Não é a primeira vez que leio romances de autor brasileiro em língua estrangeira antes que seja publicado em português. Durante a ditadura militar aconteceu-me idêntica experiência com livros cuja editoração no Brasil fizera-se impossível. Recordo ter lido, igualmente em língua italiana, romance de Ignácio de Loyola Brandão, inédito em língua portuguesa devido às circunstâncias de ordem política, a ordem política dos gorilas: creio que o excelente romancista que é Ignácio de Loyola se fez conhecido e admirado na Europa antes de se tornar um dos escritores preferidos do público nacional. Eu próprio, levado pelas contingências da vida pública, publiquei um livro, O Cavaleiro da Esperança, na Argentina, em 1942; somente em 1945 foi possível editá-lo em português.

Tendo lido Memoriale del Paradiso em italiano, desejo antes de mais referir-me à qualidade da tradução, muito boa, de Sandra Bagno e Laura Scalambrin, em língua(s) portuguesa(s), formadas ambas sob a direcção de Sílvio Castro, cujo extraordinário trabalho no estudo, na pesquisa e na divulgação da cultura brasileira no norte de Itália não cabe neste breve texto; o que ele tem realizado nesses trinta anos de cátedra em Veneza e em Pádua é matéria para muitas páginas. Mais vale lembrar que Sandra Bagno está debruçada sobre os materiais que deverão resultar no estudo definitivo que a figura tão importante que a figura tão importante e tão injustamente esquecida de Almachio Diniz está a reclamar.

Memorial do Paraíso é o primeiro volume de uma trilogia que, completada, será com certeza de notável importância como reconstrução histórica e literária: a este primeiro romance seguir-se-ão Os Senhores Singulares e Aventuras e desventuras do veneziano Piero Contarini entre os selvícolas brasileiros. Por fim teremos a recriação em termos de ficção dos dias iniciais da vida brasileira após a descoberta, um painel do Brasil em seus começos, quando ainda não existia nação, apenas as tribos e os recém-chegados europeus, os portugueses e os demais.

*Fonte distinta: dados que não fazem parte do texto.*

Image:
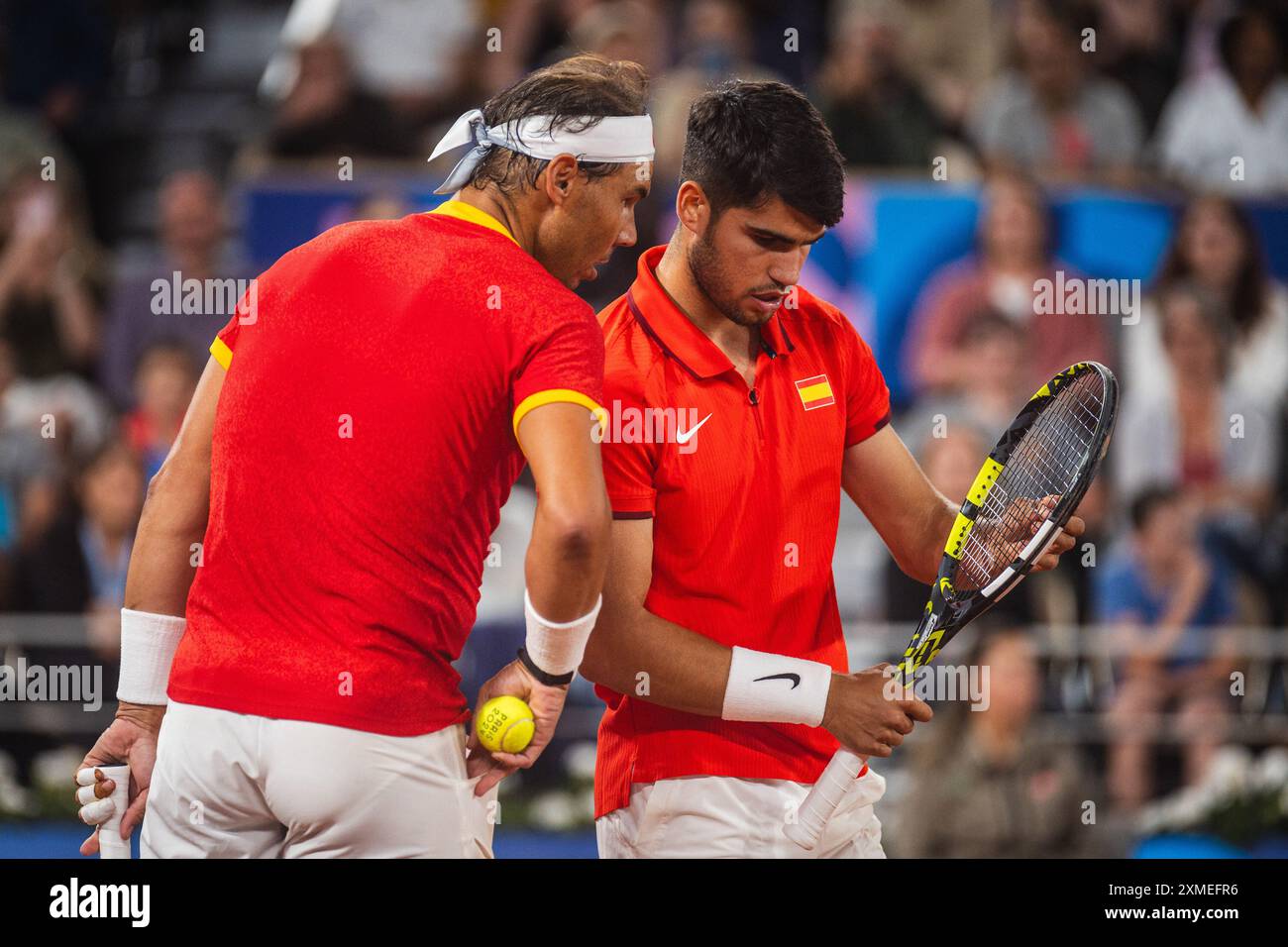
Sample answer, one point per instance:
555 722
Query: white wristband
149 643
776 688
558 647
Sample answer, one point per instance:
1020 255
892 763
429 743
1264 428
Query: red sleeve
561 360
867 398
245 315
629 468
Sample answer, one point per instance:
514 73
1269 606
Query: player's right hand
132 738
862 714
546 705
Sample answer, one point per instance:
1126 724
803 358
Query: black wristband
548 680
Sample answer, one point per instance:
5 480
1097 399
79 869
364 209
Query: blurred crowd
1180 98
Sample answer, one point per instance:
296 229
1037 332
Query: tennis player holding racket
719 650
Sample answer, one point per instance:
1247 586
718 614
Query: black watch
548 680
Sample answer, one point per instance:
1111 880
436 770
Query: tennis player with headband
342 467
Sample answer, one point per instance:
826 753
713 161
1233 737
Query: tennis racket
1025 492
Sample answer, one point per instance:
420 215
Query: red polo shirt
745 513
364 446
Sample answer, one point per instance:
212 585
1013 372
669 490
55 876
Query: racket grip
823 799
110 841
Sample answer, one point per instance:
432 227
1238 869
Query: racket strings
1046 463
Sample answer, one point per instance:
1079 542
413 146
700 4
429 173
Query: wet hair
578 93
748 142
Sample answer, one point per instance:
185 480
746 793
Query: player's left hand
546 705
1064 540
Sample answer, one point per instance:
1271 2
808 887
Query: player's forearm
638 654
567 558
166 545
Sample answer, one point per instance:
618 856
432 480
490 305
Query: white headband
616 138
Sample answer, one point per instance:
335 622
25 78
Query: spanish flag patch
815 392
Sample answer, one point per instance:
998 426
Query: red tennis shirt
745 513
364 445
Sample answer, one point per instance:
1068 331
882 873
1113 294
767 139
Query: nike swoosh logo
683 437
794 678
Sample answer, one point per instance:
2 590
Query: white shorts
724 817
239 787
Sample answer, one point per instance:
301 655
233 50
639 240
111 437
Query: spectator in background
163 384
990 785
416 56
1209 436
1000 381
1140 44
952 50
29 479
1164 600
1205 432
1051 114
193 244
715 46
1216 248
1014 253
536 34
78 565
50 302
327 115
1227 131
876 110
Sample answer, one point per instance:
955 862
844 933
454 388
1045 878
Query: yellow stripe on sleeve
223 355
555 395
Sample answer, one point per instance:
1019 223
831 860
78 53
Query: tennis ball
505 723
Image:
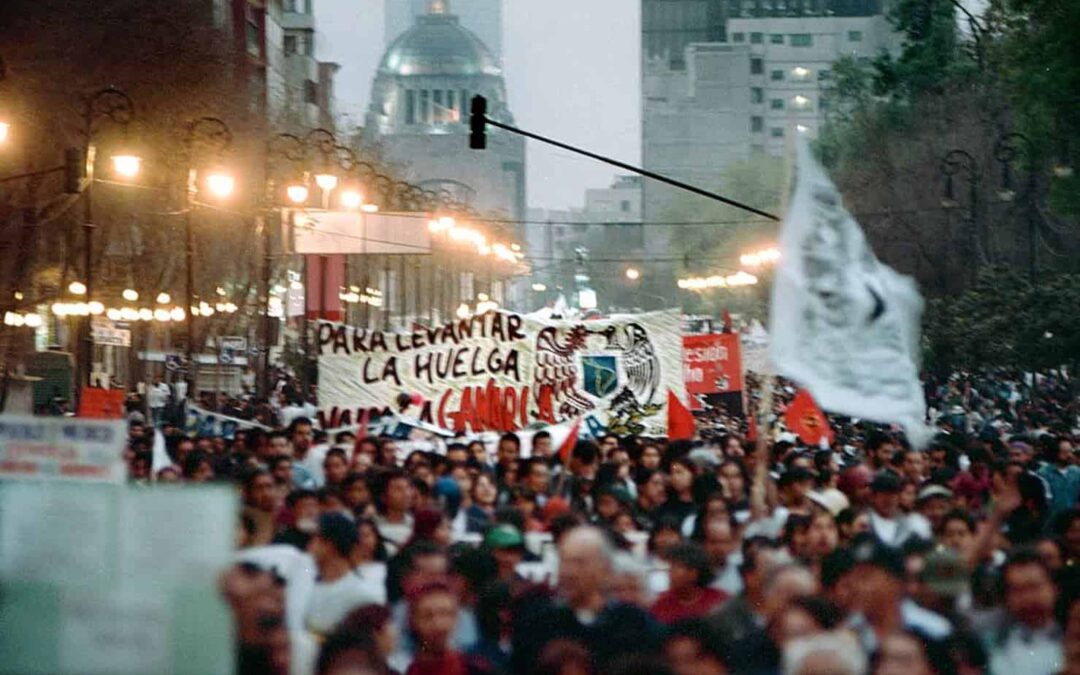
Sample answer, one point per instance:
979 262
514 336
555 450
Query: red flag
571 440
679 419
806 419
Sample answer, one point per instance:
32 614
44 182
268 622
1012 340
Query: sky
572 70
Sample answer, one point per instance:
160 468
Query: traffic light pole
480 119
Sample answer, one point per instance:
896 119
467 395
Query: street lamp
212 136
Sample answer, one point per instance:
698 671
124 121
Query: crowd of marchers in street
362 554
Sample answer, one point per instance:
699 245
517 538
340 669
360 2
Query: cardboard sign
504 372
98 403
62 448
712 364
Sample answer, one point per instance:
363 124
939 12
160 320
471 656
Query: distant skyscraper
483 17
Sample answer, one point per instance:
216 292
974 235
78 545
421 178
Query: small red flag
680 423
571 440
807 420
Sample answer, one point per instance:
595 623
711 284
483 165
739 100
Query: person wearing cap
888 523
337 590
507 545
933 502
877 581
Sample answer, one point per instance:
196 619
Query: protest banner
205 423
842 324
712 364
110 579
98 403
504 372
62 448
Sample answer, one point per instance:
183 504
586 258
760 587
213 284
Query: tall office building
482 17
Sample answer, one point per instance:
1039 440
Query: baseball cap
340 530
886 482
931 491
503 537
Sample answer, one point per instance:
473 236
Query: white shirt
332 602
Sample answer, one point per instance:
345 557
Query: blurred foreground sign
62 448
108 579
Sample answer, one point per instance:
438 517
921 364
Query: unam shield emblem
601 375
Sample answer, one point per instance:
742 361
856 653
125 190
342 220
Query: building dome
437 44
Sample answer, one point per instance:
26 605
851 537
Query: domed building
419 112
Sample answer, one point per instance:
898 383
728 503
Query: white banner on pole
504 372
842 324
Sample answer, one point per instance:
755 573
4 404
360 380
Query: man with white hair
584 610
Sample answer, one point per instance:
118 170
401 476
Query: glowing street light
126 165
297 193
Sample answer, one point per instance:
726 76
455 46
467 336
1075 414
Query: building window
439 109
410 106
424 116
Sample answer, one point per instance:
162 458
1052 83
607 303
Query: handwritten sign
503 372
62 448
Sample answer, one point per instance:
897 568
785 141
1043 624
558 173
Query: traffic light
75 171
477 123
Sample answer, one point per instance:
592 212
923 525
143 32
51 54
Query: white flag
842 324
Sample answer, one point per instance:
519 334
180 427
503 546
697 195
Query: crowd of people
356 555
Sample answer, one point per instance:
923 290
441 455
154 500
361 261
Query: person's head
958 531
783 584
690 648
630 581
335 467
1029 589
885 495
541 445
651 487
484 490
584 555
300 434
732 480
689 567
334 541
683 473
650 457
933 502
433 613
396 493
822 535
908 652
825 653
509 449
369 544
719 540
806 616
537 475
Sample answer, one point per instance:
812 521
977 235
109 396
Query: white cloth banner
842 324
504 372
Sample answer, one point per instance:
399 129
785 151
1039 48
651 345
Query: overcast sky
572 72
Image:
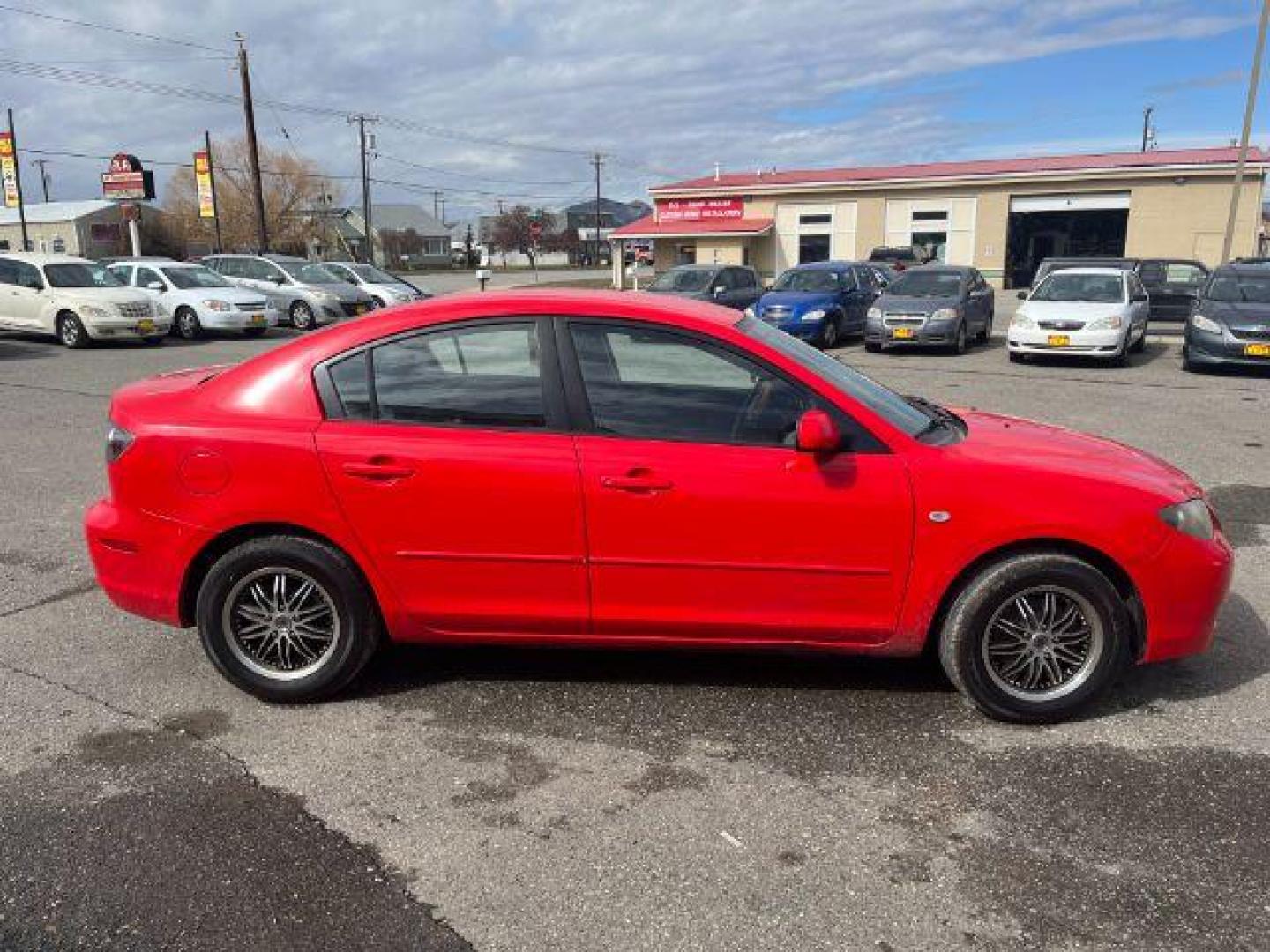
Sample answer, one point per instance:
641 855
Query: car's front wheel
1035 637
288 619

Este Memorial, primeiro volume da trilogia, nasce da carta de Pero Vaz de Caminha a dom Manuel, rei de Portugal (dela, por sinal, Sílvio Castro fizera publicar em 1984 uma primeira edição crítica em italiano), a acção narrativa se desenvolve através de uma série de cartas, espécie de diário, dirigidas pelo escriba português a Maria, “filha amada e infeliz”, nas quais pretende “tudo contar” e tem muito que contar. No bojo desse diário de epístolas se projeta um espetáculo teatral, a “Festa para o Príncipe Perfeito”, o texto ganha força de ação, enriquece-se com o diálogo, e complementa e amplia o que é revelado nas cartas a Maria.

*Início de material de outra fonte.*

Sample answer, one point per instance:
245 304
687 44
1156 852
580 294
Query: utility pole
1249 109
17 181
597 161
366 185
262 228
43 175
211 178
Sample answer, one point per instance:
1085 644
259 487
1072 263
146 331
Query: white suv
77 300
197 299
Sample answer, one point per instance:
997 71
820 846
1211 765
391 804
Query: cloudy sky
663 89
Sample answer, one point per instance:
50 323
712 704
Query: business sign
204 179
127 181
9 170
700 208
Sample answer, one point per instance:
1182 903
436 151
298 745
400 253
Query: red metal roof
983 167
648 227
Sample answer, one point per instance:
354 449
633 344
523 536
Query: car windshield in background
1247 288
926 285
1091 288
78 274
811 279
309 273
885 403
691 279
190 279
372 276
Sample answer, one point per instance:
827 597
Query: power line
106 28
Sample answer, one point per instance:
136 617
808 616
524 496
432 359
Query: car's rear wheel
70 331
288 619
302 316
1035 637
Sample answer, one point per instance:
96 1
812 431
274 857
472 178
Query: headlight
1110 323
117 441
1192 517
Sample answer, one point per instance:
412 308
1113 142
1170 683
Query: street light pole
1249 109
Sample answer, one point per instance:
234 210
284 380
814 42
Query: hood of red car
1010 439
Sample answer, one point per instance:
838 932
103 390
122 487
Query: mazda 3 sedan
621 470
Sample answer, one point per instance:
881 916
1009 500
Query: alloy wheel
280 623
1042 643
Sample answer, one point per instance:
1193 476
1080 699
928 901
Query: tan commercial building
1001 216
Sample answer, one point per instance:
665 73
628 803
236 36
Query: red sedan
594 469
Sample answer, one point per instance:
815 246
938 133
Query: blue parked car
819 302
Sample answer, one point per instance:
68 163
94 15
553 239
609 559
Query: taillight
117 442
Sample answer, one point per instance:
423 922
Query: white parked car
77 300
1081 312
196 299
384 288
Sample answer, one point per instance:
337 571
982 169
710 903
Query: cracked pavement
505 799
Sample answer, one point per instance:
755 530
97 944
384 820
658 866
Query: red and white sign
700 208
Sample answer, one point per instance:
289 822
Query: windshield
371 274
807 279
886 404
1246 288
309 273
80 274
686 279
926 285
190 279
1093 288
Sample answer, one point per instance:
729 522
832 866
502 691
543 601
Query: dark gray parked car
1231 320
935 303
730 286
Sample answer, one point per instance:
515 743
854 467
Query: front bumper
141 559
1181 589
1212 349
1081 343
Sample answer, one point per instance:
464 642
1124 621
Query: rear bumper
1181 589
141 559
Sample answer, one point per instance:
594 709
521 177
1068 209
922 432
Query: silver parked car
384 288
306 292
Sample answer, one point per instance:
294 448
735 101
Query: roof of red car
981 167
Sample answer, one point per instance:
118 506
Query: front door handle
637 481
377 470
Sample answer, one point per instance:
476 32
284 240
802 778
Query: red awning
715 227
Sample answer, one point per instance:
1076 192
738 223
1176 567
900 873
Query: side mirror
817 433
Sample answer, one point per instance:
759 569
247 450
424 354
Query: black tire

Sílvio Castro conseguiu construir uma arquitectura original para o romance, nela os tempos e os espaços romanescos encontram a medida justa e certa da narrativa, a pluma de Pero Vaz de Caminha faz a unidade da peça e das missivas, mantendo sempre em alto nível a compreensão e a escrita. Tome-se de qualquer das páginas para que se comprove a maestria do autor: “Principe, lá sono i vostri nuovi sudditi”; releio o capítulo no gozo da leitura, no prazer da frase a revestir o assunto.

Pena citar em tradução italiana. Já que o faço, aproveito para recomendar aos editores brasileiros a publicação, o quanto antes, deste romance de Sílvio Castro. O ficcionista nada fica a dever ao mestre pesquisador, ao catedrático, ao ensaísta, ao historiador da literatura; além da erudição, o autor possui o dom da inventiva. E que à edição deste primeiro romance sigam-se as dos dois outros para que se complete a trilogia e nos seja dado saber como éramos e de que maneira tropeçamos os primeiros passos no caminho da nacionalidade brasileira.